Capítulo treinta y siete.

2.4K 219 100
                                    

Bogotá, Diciembre de 2011.


¿Alguna vez han experimentado aquella sensación de claustrofobia en la que sus pulmones son absueltos totalmente de oxígeno y apenas y pueden pensar bien? Bueno, justo de ese modo me sentía en aquel momento.

Estaba rodeada de gente pero me sentía más sola que nunca. Ni siquiera la presencia de Gregorio, o de Isaza, o de Simón podían curarlo. Muchísimo menos la de Juan Pablo, quien estaba ensimismado en bailar con una chica con la que se había acostado previamente.

El corazón me dolía como si me hubiesen clavado un cuchillo de plata en el pecho. Podía decir, incluso, que el pánico que había invadido mi pecho había hecho un gran trabajo en desestabilizarme por completo. ¿De verdad merecía que todo aquello me pasase en un solo día?

De algún modo, quería convencerme a mí misma que era casualidad, pero mi subconsciente me llamaba traidora por haberle robado el novio a Daniela. Sentía que era karma por todo lo que había hecho con tal de ganarme el corazón de Juan Pablo. Claro, no sabía por qué no lo había pensado antes; si se lo había hecho a ella, con quien llevaba más de un año, ¿por qué no a mí, a quien había ilusionado en menos de un mes y quien venía detrás de él hace rato?

Quería evitar llenarme de aquellos pensamientos sucios y traicioneros. Mi mente jugaba sin reglas contra mí, e iba ganando. ¿Estaba condenada a vivir con ella toda mi vida, soportándola apenas porque era algo con lo que había crecido y ya?

Cerré la puerta del baño. Cuando encendí la luz, el sonido del aire acondicionado empezó a sonar amortiguado por la música a todo volumen. Las luces eran tenues, brillaban contra mi rostro pálido. Mi chaqueta de cuero estaba empañada por el calor corporal que desprendía el resto del mundo. Me la quité con una mueca de desagrado; estaba evitando llorar a toda costa. Por ninguna circunstancia podía permitirme llorar por un imbécil, aunque quisiera a aquel imbécil con todo mi corazón.

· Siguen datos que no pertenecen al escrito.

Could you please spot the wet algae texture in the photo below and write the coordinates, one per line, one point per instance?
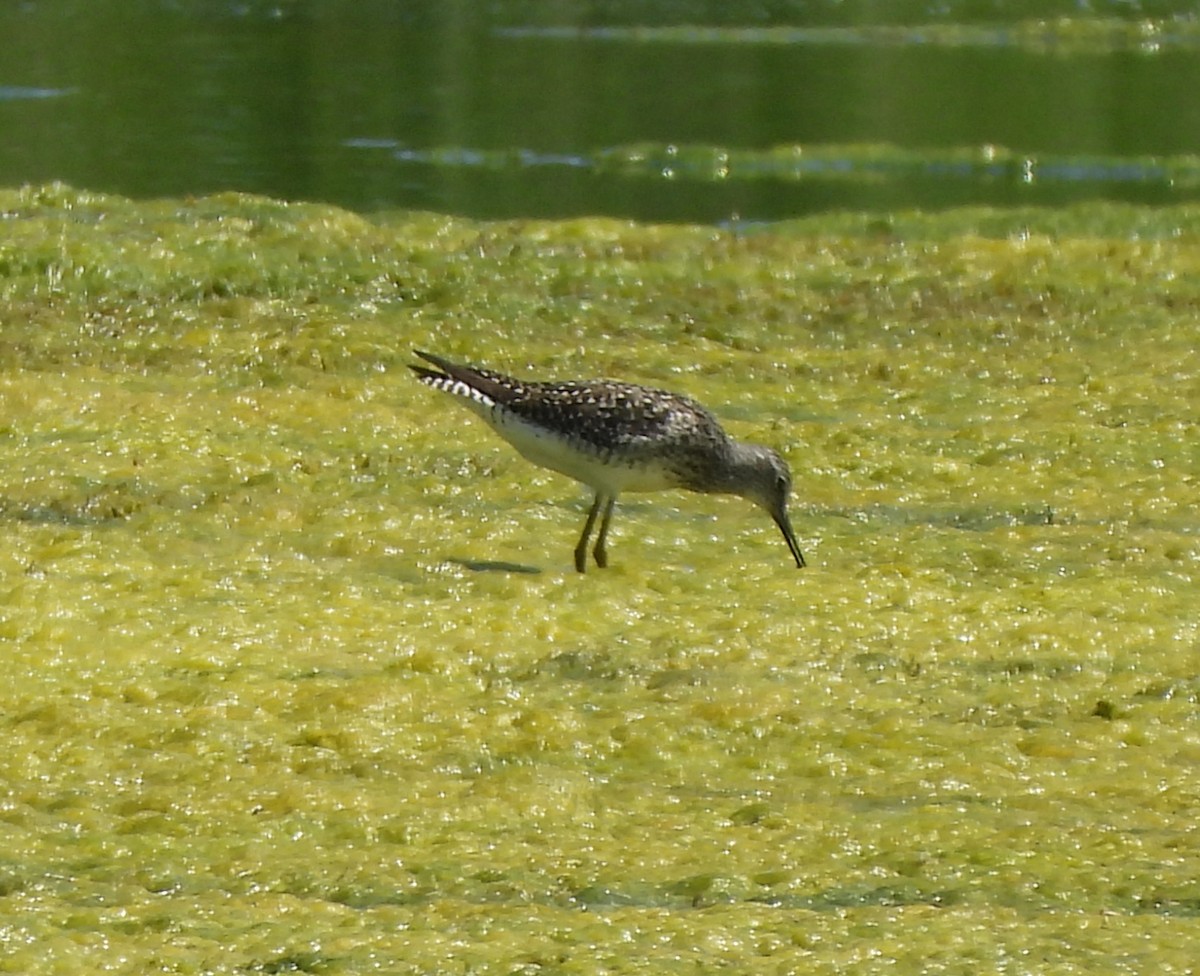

Miré mi rostro pálido en el espejo. Mis ojos se encontraban rojos, definitivamente, por el esfuerzo que estaba haciendo en no llorar. Saqué los polvos compactos de mi bolsillo y decidí retocar en la zona de mis ojeras, principalmente para que no se notara que estaba con los ojos hinchados ni me preguntaran qué había pasado o por qué mi desaparición tan espontánea.

Bajé la cisterna, en un vago intento de disimular. Cuando salí, Gregorio estaba esperándome en la entrada. Fruncí el ceño, cerrando la puerta con cuidado. Apenas me vio, se irguió sobre su espalda. Sonreí, pero mi mirada se desvió de su cuerpo para buscar a quien me robaba la tranquilidad en aquel momento.

—¿Estás bien, Irina? —Preguntó Gregorio, llevando su mano a mi brazo. Asentí, sin ponerle demasiado cuidado. Mis ojos verdes buscaban los grises de Juan Pablo, porque sabía que él estaba allí, sabía que estaba mirándome y sabía que estaba jugando. —Pensé que te había tragado la taza del baño.

—Sí, sólo que me dio un poco de mareo. Hay mucha gente. —Me expliqué, aún sin mirar a mi acompañante.

—¿Quieres salir un rato? —Repitió, buscando mi mirada con la suya. Negué con la cabeza, buscando a Juan con desesperación. Aunque, pensándolo bien, si lo hacía, no tenía ni idea de qué le diría. ¿Le reclamaría por bailar con Abril, a sabiendas de que yo estaba haciendo lo mismo con Gregorio?

Pero era él quien me había dejado sola en un inicio. No era justo que me condenara a mí misma por ello.

—¿Sabes qué? Pensándolo bien, necesito un poco de aire. —Murmuré.

No encontraba a mi objetivo en aquel lugar, así que tampoco podía atarme a estar estancada allí hasta que él llegara. Esperaba no estar muy equivocada, porque mi instinto me decía que se encontraba en algún lugar cercano a mí.